今朝のテレビで報道されていたが、1日に47万件もの問い合わせがあったにもかかわらず、実際につながったのは3%ぐらいだそうで、その対応体制の甘さが問題として盛んに指摘されていた。

確かに3%というのは何となく対応体制として弱い気がする。でも実数に直したらどうだろうか。47万件の3%は14,100件。これを単純に時間で割ると1分間に約10件。もちろん電話の相談が1分ということはないだろうから、10分間対応するとして約100件対応したということは、100人は対応者がいたことになる。実際には24時間に均等に割り振られるわけではないから、もっと多かっただろう。

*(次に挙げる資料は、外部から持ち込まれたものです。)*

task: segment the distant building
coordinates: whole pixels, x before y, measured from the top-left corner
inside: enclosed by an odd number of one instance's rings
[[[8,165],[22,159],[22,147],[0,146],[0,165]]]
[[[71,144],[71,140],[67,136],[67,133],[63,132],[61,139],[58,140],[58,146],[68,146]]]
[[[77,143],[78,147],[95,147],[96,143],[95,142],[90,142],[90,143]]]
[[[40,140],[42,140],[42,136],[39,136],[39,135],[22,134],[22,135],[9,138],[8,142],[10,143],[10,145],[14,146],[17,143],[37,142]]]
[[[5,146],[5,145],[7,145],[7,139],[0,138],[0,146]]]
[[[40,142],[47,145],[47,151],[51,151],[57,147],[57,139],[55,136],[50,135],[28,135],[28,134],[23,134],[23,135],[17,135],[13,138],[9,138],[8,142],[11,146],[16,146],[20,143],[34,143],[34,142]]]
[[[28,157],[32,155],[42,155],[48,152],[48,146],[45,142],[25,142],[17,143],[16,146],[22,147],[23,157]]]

社会保険庁に何人の職員がいるかは知らないが、3%という割合よりも、47万件というボリュームをもう少し勘案した方が良いのではないか。マスコミにしても、何やら社会保険庁に乗り込んでパフォーマンスをやらかした国会議員にしても(その対応にあたった人も電話相談に出ていれば、もう少し応答率も上がっただろうに)、問題を指摘するのではなく、問題を解決する方向に向かって何かアプローチは出来ないのだろうか。

気になっているのは、今回の大騒ぎが結局しぼんだ時に(大体マスコミが騒ぐような事件はしばらくしたらあっさりしぼんでしまう)、これまで本当に困って社会保険庁と対峙していた人たちまで一緒になって忘れ去れてしまうのではないか、ということだ。厳しいようだが、47万件の相談者の内、今回のパニックに「乗せられてしまった」人はどれだけいるだろう。

実際の所、マスコミの報道を見ていると、今声をあげておかないと年金を取りっぱぐれてしまう、ぐらいの気分になってくるのだ。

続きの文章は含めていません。